“Oh, he doesn’t hate Kelce. It grates on his nerves to constantly be compared. I get it all the time with Tom Brady. It’s exhausting feeling like you have to live up to the best that ever played your position.”
I’m silent for a moment, thinking about my high school days. I mostly kept to myself. Sure, there were some individuals who were more likely to harass and bully me those years, but I didn’t hate them. But I certainly haven’t been compared to them as an adult. I was, however, almost always compared to my sister. It never mattered that I was smarter, worked harder, and got way better grades. All my parents ever cared about was connections. Paige married into another wealthy Denver family, thus making her so much better than me in my parents eyes.
“What about calling the event ‘The Paw-suit of Love?’” Jamie asks suddenly, jolting me from my trip down memory lane.
“Paw-suit? I bet people think it’s a misspelling.”
Jamie frowns, his brow furrowed in concentration. “There are so many neat names I’m thinking of that my teammates will completely destroy. I can’t use anything with the word ‘ball’ or‘balls’ in the title. I thought using the word ‘collar’ could be neat, but then at least one guy will comment about BDSM, so that’s out.”
“What about just calling it ‘The Perfect Catch?’ I ask. “It implies finding a romantic love interest, but also a play-on-words with a game of fetch. I don’t think there are any euphemisms your childish adult teammates could run with.”
“For the most part, they’re incredibly professional and respectful. But the locker room talk can get a little out of control.”
“That would make me so uncomfortable,” I confess. When Jamie’s eyebrow lifts, his blue eyes locked on mine, I continue. “I think there’s a time and place for discussions like that. At work isn’t where I’d choose to chat about BDSM.”
A hint of a smile ghosts across Jamie’s face. “I don’t think there are many places where I’d feel comfortable talking about that.”
Oh, thank God. For a moment, I worried I’d stepped in a metaphorical landmine. “Let’s move on.”
Jamie’s breath whooshes from his lungs. “Good call. So we’ll call the event ‘The Perfect Catch,’ and add a subtitle about it benefiting the charity.”
“Sounds good. What else do we need to do?” I ask.
Jamie pulls out his phone, opening his notes app. “The board already approved the location, but they’d like us to finalize a menu. A DJ has signed on, waiving his normal fee if we allow him to leave flyers and business cards around the room, and the board agreed. They have asked us to look through a long list of songs the DJ typically plays at events and veto some of the ones our more esteemed guests may disapprove of.”
“So anything with foul language or raunchy lyrics? I guess no BDSM talk then,” I joke.
“Such a shame. I fully intended to offer up collars to each winning woman.”

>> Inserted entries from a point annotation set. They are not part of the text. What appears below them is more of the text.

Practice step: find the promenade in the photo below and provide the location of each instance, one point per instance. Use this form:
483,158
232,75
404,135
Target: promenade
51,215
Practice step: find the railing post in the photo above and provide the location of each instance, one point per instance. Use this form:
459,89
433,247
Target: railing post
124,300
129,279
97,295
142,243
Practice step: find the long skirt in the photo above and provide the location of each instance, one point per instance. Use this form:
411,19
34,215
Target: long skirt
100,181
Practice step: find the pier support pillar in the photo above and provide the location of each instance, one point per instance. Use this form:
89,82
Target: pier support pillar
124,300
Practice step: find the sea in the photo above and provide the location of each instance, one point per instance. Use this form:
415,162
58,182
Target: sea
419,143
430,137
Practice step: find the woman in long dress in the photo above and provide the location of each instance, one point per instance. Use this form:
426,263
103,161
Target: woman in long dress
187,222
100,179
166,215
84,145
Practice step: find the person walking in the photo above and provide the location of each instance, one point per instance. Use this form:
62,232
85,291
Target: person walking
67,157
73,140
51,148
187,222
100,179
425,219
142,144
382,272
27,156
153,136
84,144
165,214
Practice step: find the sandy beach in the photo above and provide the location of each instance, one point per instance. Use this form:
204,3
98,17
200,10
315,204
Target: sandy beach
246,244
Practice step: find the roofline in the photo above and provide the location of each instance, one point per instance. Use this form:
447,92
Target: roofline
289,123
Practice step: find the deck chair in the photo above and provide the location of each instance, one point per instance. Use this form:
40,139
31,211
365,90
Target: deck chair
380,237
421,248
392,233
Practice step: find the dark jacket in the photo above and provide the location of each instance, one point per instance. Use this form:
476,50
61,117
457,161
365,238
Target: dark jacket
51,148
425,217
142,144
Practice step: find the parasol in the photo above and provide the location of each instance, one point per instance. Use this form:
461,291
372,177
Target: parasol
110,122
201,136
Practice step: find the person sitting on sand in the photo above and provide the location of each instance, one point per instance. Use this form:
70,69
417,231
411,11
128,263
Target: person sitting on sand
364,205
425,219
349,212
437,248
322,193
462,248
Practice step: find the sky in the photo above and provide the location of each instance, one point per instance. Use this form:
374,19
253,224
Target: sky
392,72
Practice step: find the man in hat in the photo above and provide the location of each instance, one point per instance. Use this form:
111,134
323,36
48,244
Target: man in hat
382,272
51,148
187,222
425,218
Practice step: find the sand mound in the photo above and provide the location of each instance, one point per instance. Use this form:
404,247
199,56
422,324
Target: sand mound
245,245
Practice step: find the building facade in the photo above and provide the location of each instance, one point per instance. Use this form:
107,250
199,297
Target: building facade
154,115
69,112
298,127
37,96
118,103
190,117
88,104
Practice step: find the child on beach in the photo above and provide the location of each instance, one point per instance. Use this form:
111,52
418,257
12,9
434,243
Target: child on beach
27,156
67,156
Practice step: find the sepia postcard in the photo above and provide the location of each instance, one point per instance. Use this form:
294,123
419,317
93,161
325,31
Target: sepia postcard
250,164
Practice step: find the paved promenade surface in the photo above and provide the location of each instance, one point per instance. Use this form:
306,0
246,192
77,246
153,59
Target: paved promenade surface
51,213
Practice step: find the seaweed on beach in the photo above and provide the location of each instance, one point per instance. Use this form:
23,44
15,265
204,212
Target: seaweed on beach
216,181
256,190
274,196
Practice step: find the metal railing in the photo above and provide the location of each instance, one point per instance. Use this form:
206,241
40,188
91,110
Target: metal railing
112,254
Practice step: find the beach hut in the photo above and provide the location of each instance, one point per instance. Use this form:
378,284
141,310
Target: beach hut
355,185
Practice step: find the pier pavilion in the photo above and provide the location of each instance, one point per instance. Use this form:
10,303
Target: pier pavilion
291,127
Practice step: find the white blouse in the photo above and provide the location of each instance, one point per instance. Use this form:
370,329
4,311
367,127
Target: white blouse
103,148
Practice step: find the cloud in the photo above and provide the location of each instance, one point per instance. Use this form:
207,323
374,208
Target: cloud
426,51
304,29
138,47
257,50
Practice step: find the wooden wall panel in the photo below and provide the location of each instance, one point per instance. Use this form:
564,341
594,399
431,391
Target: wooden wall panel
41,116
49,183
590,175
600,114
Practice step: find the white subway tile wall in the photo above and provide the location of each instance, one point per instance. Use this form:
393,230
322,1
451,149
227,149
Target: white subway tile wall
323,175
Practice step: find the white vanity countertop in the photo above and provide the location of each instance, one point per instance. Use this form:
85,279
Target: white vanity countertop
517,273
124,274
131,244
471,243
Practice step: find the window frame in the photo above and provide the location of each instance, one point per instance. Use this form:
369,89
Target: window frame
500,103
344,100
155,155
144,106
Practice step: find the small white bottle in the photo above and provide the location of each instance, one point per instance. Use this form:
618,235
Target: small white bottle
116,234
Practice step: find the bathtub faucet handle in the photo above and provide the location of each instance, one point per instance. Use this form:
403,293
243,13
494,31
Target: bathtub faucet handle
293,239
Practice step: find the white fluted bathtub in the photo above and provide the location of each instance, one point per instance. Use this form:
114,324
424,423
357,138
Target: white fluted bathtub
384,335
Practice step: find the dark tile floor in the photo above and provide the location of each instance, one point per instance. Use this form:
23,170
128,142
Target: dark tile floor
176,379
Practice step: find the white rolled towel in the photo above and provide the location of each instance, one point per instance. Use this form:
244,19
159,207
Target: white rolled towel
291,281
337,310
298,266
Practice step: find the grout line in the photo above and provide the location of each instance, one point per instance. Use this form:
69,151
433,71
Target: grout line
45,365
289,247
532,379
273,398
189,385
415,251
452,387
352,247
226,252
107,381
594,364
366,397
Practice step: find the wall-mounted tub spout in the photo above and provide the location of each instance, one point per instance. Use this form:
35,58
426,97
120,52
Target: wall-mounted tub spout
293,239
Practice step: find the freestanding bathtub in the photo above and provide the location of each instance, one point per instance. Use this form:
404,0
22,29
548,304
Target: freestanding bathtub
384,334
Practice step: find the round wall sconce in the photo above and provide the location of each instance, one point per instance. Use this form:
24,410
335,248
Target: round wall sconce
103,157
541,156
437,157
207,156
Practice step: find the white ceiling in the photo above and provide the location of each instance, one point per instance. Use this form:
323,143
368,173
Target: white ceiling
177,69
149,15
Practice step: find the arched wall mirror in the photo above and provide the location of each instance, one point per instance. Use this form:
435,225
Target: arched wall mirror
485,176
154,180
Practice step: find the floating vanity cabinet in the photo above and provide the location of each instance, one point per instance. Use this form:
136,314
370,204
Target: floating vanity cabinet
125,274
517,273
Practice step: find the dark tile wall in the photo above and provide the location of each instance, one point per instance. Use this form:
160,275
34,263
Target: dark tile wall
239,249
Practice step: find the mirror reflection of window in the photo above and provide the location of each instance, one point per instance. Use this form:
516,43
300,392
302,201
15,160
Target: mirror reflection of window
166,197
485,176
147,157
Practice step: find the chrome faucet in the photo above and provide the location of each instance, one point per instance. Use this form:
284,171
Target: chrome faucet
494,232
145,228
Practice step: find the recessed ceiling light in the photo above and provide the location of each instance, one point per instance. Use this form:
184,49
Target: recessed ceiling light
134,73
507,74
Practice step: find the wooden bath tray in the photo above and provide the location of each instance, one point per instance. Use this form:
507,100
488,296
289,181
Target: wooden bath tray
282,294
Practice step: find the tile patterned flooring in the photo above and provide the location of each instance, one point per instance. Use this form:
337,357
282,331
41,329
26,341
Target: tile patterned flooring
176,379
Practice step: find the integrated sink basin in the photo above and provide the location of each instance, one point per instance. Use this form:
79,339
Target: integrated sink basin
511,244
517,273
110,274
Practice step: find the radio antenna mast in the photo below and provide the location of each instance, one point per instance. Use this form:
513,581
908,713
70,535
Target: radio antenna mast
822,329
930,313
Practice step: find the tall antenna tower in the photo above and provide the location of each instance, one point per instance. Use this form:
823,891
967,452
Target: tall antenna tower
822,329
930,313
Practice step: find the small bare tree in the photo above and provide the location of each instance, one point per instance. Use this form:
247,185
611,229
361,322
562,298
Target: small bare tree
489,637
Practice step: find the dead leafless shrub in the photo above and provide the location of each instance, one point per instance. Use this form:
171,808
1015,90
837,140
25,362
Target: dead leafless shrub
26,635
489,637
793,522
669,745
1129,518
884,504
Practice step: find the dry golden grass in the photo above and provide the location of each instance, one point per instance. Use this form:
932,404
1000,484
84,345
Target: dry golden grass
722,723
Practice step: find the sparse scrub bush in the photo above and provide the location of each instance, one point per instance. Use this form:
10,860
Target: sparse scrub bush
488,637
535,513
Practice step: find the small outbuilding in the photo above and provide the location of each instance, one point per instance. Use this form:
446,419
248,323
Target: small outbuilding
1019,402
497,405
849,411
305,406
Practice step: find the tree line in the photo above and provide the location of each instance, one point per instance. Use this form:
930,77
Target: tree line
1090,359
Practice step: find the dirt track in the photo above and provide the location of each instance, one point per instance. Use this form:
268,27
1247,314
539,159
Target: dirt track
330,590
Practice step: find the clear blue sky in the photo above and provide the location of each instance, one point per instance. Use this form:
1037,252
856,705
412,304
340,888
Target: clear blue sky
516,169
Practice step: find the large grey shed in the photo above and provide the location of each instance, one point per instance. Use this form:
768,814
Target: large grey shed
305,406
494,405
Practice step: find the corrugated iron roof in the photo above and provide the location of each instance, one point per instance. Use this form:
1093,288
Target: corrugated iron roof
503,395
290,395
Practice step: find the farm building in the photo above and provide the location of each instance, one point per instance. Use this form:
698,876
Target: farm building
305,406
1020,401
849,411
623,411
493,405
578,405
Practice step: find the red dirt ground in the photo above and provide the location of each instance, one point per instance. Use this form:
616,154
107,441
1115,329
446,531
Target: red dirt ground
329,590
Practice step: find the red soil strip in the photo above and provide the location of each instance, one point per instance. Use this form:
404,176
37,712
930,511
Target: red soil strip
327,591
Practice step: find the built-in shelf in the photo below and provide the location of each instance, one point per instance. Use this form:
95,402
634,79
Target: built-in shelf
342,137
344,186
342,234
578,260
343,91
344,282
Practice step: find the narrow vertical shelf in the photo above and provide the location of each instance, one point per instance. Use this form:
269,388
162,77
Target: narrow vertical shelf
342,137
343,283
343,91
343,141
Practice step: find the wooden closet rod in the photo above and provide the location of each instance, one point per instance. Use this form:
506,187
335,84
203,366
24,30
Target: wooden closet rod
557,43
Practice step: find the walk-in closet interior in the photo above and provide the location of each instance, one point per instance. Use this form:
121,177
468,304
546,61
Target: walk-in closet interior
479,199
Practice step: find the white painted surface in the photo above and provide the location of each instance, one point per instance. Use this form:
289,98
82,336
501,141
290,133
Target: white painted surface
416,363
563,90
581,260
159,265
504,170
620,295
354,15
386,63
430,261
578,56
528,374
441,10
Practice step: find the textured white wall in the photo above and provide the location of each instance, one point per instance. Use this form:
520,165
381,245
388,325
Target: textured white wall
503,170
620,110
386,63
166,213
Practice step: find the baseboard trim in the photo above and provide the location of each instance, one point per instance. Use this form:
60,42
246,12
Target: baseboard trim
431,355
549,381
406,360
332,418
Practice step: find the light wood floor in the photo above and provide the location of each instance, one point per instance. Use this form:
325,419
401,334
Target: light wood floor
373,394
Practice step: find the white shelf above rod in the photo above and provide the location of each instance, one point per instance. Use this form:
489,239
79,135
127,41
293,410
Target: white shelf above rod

“How have I never noticed a woman wearing a collar in public? If they’re so popular, why don’t I notice any?” Before I have time to feel embarrassment at my innocent question, Jamie answers.
“A guy I went to college with was big on the BDSM scene, and he collared his college girlfriend. I couldn’t get it out of my head, so I did some research. I don’t know about you, but once a topic gets imbedded in my brain, it’s incredibly hard for me to move past it without some kind of closure or redirection.”
Wow. He’s pretty much describing me. “I’m the same way. I suddenly remembered a vacation to New England years ago, where I had the best clam chowder of my life. I couldn’t sleep because I didn’t know the recipe. I stayed up all night trying to find it.”
“Did you find it?”
I shake my head. “Not the exact one, but I found a good substitute. I always make it on the first snow of the year.”
“I bet it was good.”
“It was. I’ll send you the recipe, if you want it.”
“I’m actually allergic to shellfish, but thank you for the thought.”
“Oh, wow.”
“Yeah. Typically my reactions aren’t too bad, but I have an EpiPen just in case.”
“I’m so sorry. You’ve accidentally ingested some seafood? That’s awful.” Without thinking, I reach over to rest my hand on his forearm. The movement stuns me, and my eyes drop to stare at where my hand meets his skin. While I’m not averse to physical touch, I never make the first move. I don’t reach out to hold a man’s hand, or initiate a hug. I’ve never leaned in to kisssomeone, and I’ve certainly never felt sparks just by touching a forearm.
Until today.
By Jamie’s quick intake of breath, I wonder if he’s as shocked as I am. I quickly glance up, finding his gaze locked on my hand as well. Did he feel the sparks too?
But then the anxious side of my brain takes root. Maybe he wants to recoil. Or throw up again. What if I truly offended him? Perhaps I invaded his personal bubble, and I should apologize. Would this be considered flirting? When is physical touch okay in a neutral setting? While we are alone, this isn’t a date, and I’m not touching anything that could be called an erogenous zone. Reading social cues has always been a challenge for me, no matter what I do.
And then Jamie’s hand covers mine, and it’s like a million bees are buzzing against my skin. His eyes are intense as he watches me. “Thank you, Audrey.”